Since as early as the 1970s, American artist Jeff Koons has experimented with making sculptures directly inspired by inflatables and toys. An artwork created in this vein – and one of Koons' most famous – is Rabbit (1986). A sinister-looking aluminium cast of a rabbit-shaped mylar balloon, Rabbit realised an eye-watering auction price of over $91 million at Christie’s New York in May 2019. It was bought from the estate of Samuel Irving Newhouse Jr., a publishing magnate, by hedge fund manager and investor Steven A. Cohen, the owner of the ‘New York Mets’ baseball team. The story of the artwork is intrinsically linked to that of Romanian-American art collector, Illeana Sonnabend, who in 1986 commissioned Koons to take part in a group show to be exhibited at her New York gallery. For the exhibition, Koons produced a series entitled Statuary. Statuary comprises a number of tongue-in-cheek sculptures, each fabricated in stainless steel, which offer comment on both traditional European art historical motifs, and objects of contemporary popular culture.

Ever-present in the Statuary series is the influence of French artist and founder of the Dada movement, Marcel Duchamp. In 1913, Duchamp took a bicycle wheel and attached it to an everyday stool, wishing to see ‘how it turned’; a decisive moment in contemporary art history, this standout example of the artist’s direct engagement with the quotidian and pre-existing birthed the ‘readymade’: a work of art comprising ordinary manufactured objects which are then modified by the artist. The Statuary series deals explicitly with dichotomies and contrast. The sparkling (and glaring) bust of a French King, Louis XIV (1986), for example, juxtaposes royal glamour with stainless steel – a material Koons has often described as ‘proletarian’, or working class. Italian Woman (1986) recreates a similar feeling of grandeur, this time turning attentions towards sculptural motifs of the Renaissance period, as well as allegorical paintings and sculptures of the 18th century that used women as figurations of abstract concepts. Rendering the female form in steel, Koons seeks to combine the features of ‘high’ and ‘low’ art — a move which questions the designation of cultural works as such.

Often described as the ‘king of kitsch’, Koons also turns attentions towards the ‘everyday’ object, inverting the directionality of this détournement – or ‘re-purposing’ – in the process. Cape Codder Troll (1986) and Mermaid Troll (1986), for example, recreate souvenir-like objects in a shiny material associated with value and desirability. The statuette-like sculpture Bob Hope (1986) does similar, immortalising the British-American comedian in a composition somehow reminiscent of a much sought-after Academy Award. In a similar vein, Doctor’s Delight (1986) co-opts a crass and sexist novelty object and seeks to somehow elevate it.

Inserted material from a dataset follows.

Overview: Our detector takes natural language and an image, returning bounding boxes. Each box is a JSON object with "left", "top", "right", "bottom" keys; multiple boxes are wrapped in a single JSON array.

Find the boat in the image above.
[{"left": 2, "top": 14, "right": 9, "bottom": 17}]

Reflecting both their audiences and surroundings, the shiny surfaces of these works themselves offer a self-referential performance of their cultural operation; when placed in gallery space, they assume a new meaning that serves to expose the contradictions suggested by their form. When read as such, the Statuary series serves as a precursor to Koons’ large-scale sculptures of the 1990s and 2000s, namely the artist’s Celebration series, which he began in 1994.